We asked her to describe five favorite places in Belgrade, and immediately she contested "Only five?! Ok, if that is the case I will focus only on my Dorćol". Then she added that she could narrow it down further to Gospodar Jevremova street, which represents Dorćol district in the finest manner, and in the wider sense Belgrade, in general.
This is her story...
Whenever I have a chance to show our city to foreigners, Maša says, I always start from Gospodar Jevremova street. There you can get an impression about all the influences and mixture of cultures that are visible in Belgrade even nowadays, and which represent an essential part of our history.
Skadarlija bohemian district
So I will begin my story in Skadarlija, which is now unfairly designated as a place just for turists. If you visited lately "Tri Šešira" tavern (eng. "Three Hats") you surely noticed many locals enjoying good food and live music.

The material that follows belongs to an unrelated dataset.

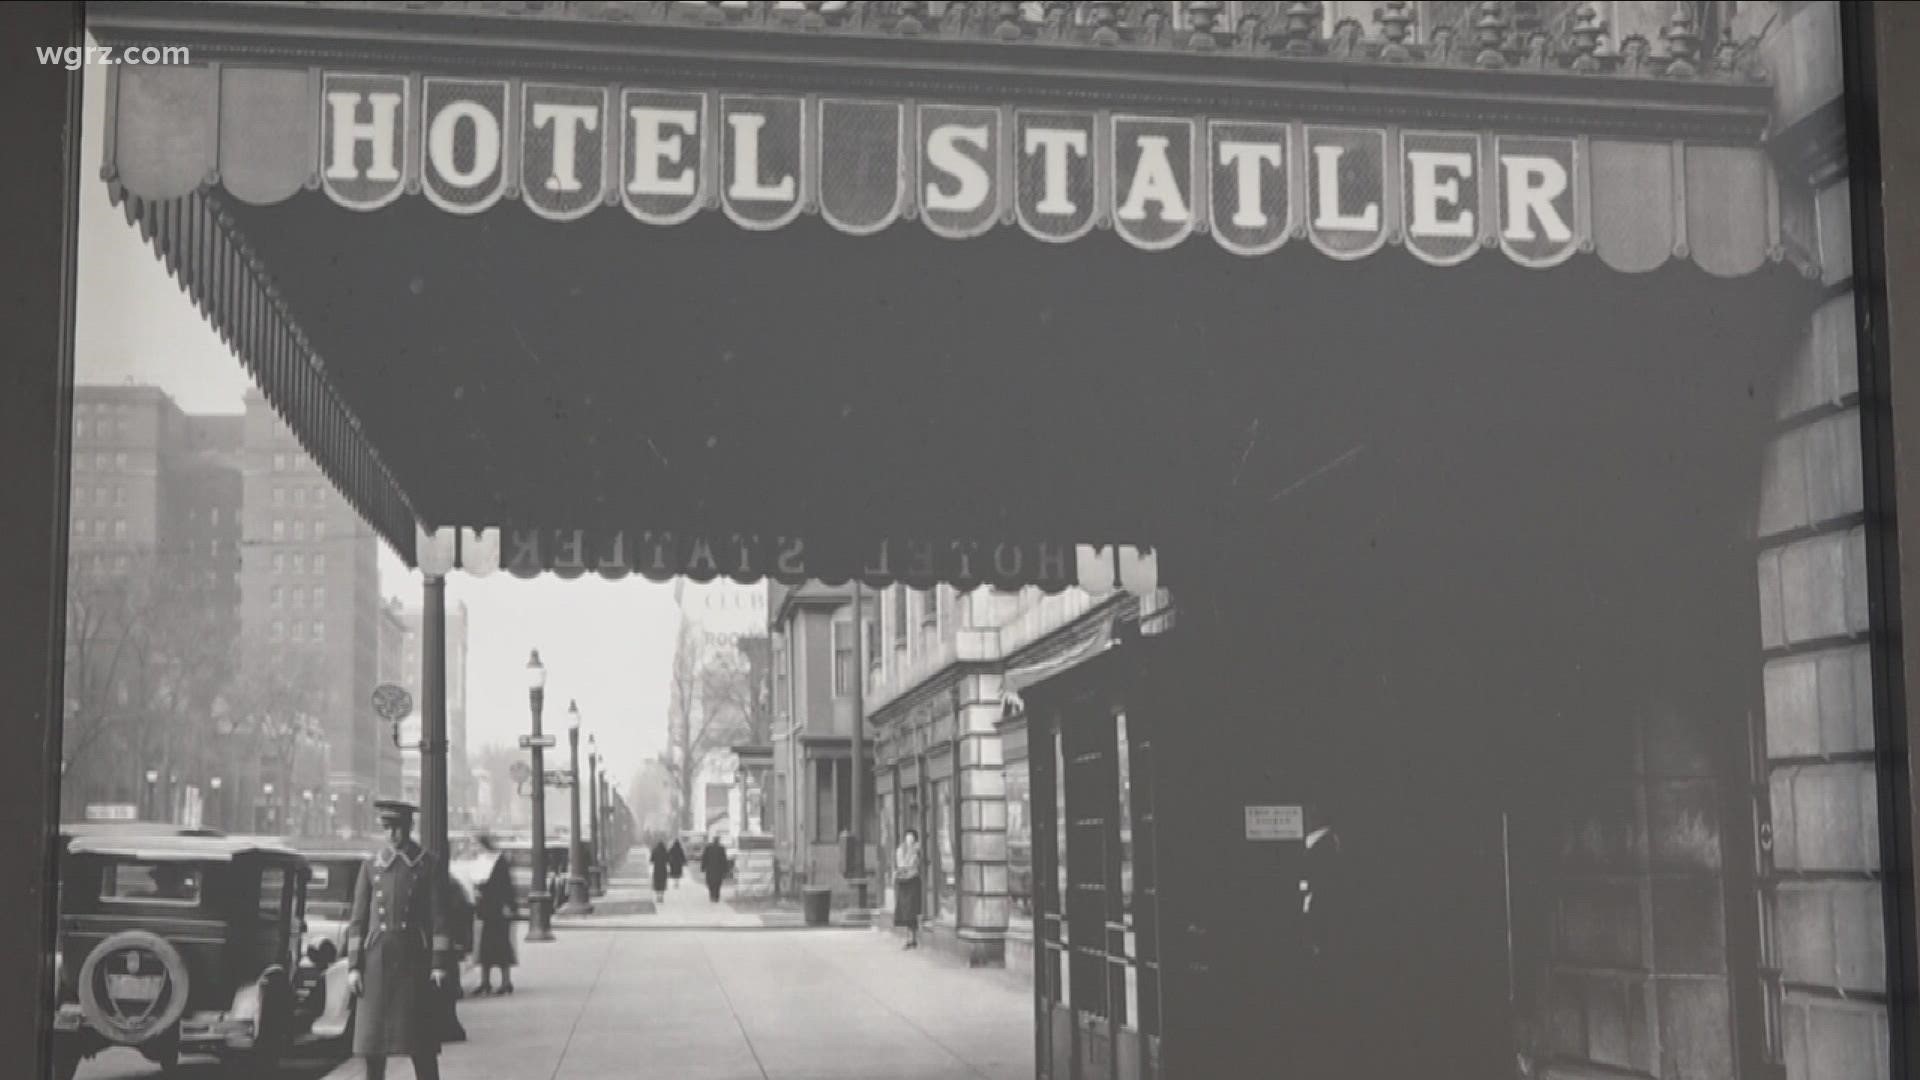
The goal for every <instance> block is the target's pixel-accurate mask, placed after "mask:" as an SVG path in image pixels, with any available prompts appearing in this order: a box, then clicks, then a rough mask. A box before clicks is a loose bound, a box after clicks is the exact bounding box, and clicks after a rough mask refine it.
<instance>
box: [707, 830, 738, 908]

If you continue further Gospodar Jevremova street, I recommend you walk looking up at the facades. You'll be pleasantly surprised. There is so much to see... from rich jewish houses, buildings designed in the style of Art Deco to those errected in a fashion of socialist architecture, and everything is well fitted. At the corner with Zmaj Jovina street (for me it will always bear that name, even though nowadays the name is officially changed to Kneginje Ljubice street / Princess Ljubica's st.) you will see a ramshackle house. Go inside, and take a peak into an excellent jazz club called "Centar", the atmosphere will surprise you. (#strogicentar)
If you are hungry, across the street there are two interesting joints with inovative Balkan kitchen - "Saša Bar" and "New Balkan Cuisine". And if you are into Turkish (or Serbian, or domestic) coffee, in "Avanturist" it will be served to you in a traditional "fincan" (Turkish coffee cup) and Turkish delight sweet called "Ratluk".
Vuk and Dositej Museum
And to continue down Gospodar Jevremova street hand in hand with the history, you will find rare examples of Turkish (oriental) architecture such as the Vuk Karadžić and Dositej Obradović Museum (more info about this in Museums section), or, nearby, the only surviving mosque in Belgrade - Bajrakli mosque the from 1575.
In the end, there is one more feature not to miss in Gospodar Jevremova street, and that is street art. Many fine drawings created by Group JNA, Partizan FC supporters, depicting Serbia's famous people who rooted for popular "black and whites" (colors of Partizan FC uniform) can be found in this area (more info about Street Art in Belgrade in this section).
Street art in Gospodar Jevremova st.
Enough said...and, to conclude, as one graffiti from lower Dorćol relates: "Dorćol, a disease without a cure".